I pledged to Star Citizen during the heady days of the 2.0 alpha preview when CIG started rolling out updates at breakneck speed. For a while it seemed like the naysayers were wrong and that the full game (and the single-player campaign Squadron 42) would be out in no time.
However, the last update before yesterday’s release of Star Citizen 3.0 was eight months ago when 2.6.3 came out. Since then fans have been left to speculate on whether or not the game was stalled out, and whether or not CIG would make good on their promise to deliver the ultimate space sim experience.
Star Citizen 3.0 Preview: A Whole New Crusader
On Thanksgiving, Star Citizen 3.0 hit the Persistent Test Universe (PTU), and waves of invites started going out to backers. After spending some time in 3.0, I can see why the update took so long. Almost every system and item in the game has been modified in one way or another. The Mobiglass AR menu system has come online and brings a real mission structure, inventory system (for both your character and ships), and a navigation system.
The navigation system is essential because the Crusader System has gotten a lot bigger. There’s new stations, a bigger area to explore, and finally the ability to enter the atmosphere of three moons orbiting the gas giant Crusader. These moons aren’t dead either. They each have their own atmospheric conditions, night/day cycle (with rotation), settlements, and other landmarks to find.
Another significant addition—and perhaps the best quality of life improvement yet—is the new interaction mode. Instead of the inadequate default CryEngine system we’ve been using since the first live Alpha, the Inner Thought prompts are now in place. Now you can hold down [F], and a crosshair will appear on the screen. You can then use it to target objects to interact with. Now individual objects might have several different interactions you can use with them. This means things like door switches, cockpit screens, and switches, elevators, and pretty much everything in the game is much easier to interact with and has more utility.

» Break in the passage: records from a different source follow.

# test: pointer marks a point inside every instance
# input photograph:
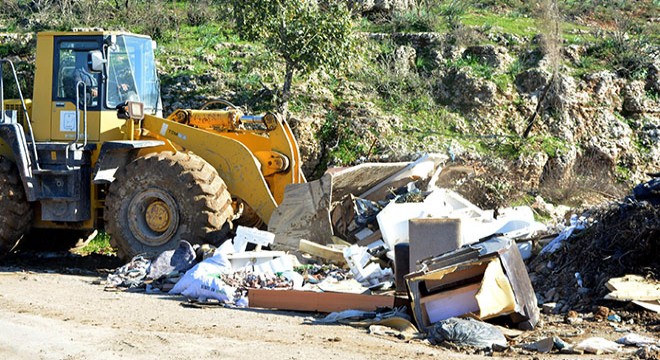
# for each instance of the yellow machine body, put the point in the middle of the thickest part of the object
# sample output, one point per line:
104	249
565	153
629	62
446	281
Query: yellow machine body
255	156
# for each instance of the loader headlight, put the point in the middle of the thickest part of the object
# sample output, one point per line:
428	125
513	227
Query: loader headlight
131	110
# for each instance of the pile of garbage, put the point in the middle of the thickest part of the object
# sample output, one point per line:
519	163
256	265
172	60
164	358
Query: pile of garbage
608	242
383	247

Star Citizen 3.0 Preview: Items and Systems
Shop kiosks are available now too, and physical stores have come to major ports. You can purchase cargo to haul in your ships, new weapons and equipment, and new clothing. Unfortunately, Items 2.0 isn’t fully integrated yet, so although you can see the different subsystems and cargo in your ship, you can’t interact with them yet. However, smaller cargo crates that you can find around the Crusader System can be picked up and placed in designated cargo areas in your ship, which gives you a taste of what the full system will be like once it’s implemented.
Systems in ships are slowly starting to be implemented. With this first release of 3.0 power allocation, shield allocation, and heat is all functional. You can switch between these different systems using the monitors in your cockpit, and they all work, at least at a fundamental level.
You can reduce your heat, EM, and IR, and other players and AI will find it tougher to scan for your ship. Shields can be boosted in multiple directions, and you can adjust automated repair behavior. With the power screen, you can distribute power to weapons, shields, or engines. You can cut engine power for stronger shields and faster recharging armaments at the expense of speed and maneuverability, and so on.
Star Citizen 3.0 Preview: A Light at the End of The Tunnel
Unfortunately, in time-honored Star Citizen tradition, 3.0 is buggy as hell. You’ll get random slowdown, textures that fail to stream in, crashes, buggy interactions, random freak occurrences that end in your death, and other frustrating things. Sometimes the game will just refuse to load, and there’s been a fair amount of server connection errors.
In essence, though, this release to the PTU is kind of like the alpha version of 3.0 alpha. Many things need to be tested, and a lot of things will still be added in this release as critical and blocking bugs are eliminated. If you get a chance to play, and you hit a bug that keeps happening, instead of getting frustrated, submit it to the Issue Council. It’ll help out the devs and likely make you feel better about the whole thing since you dedicating some time to helping the game get fixed quicker.
There’s a lot I haven’t touched on here, mostly because I need to get out in Crusader and find it. Star Citizen is far from a complete game in this state, but maybe for the first time it actually feels like a game instead of a giant tech demo. With the release of 3.0 you can see the outline of what the game is capable of being, and despite the delays and the missteps, I’m excited to be back in the cockpit.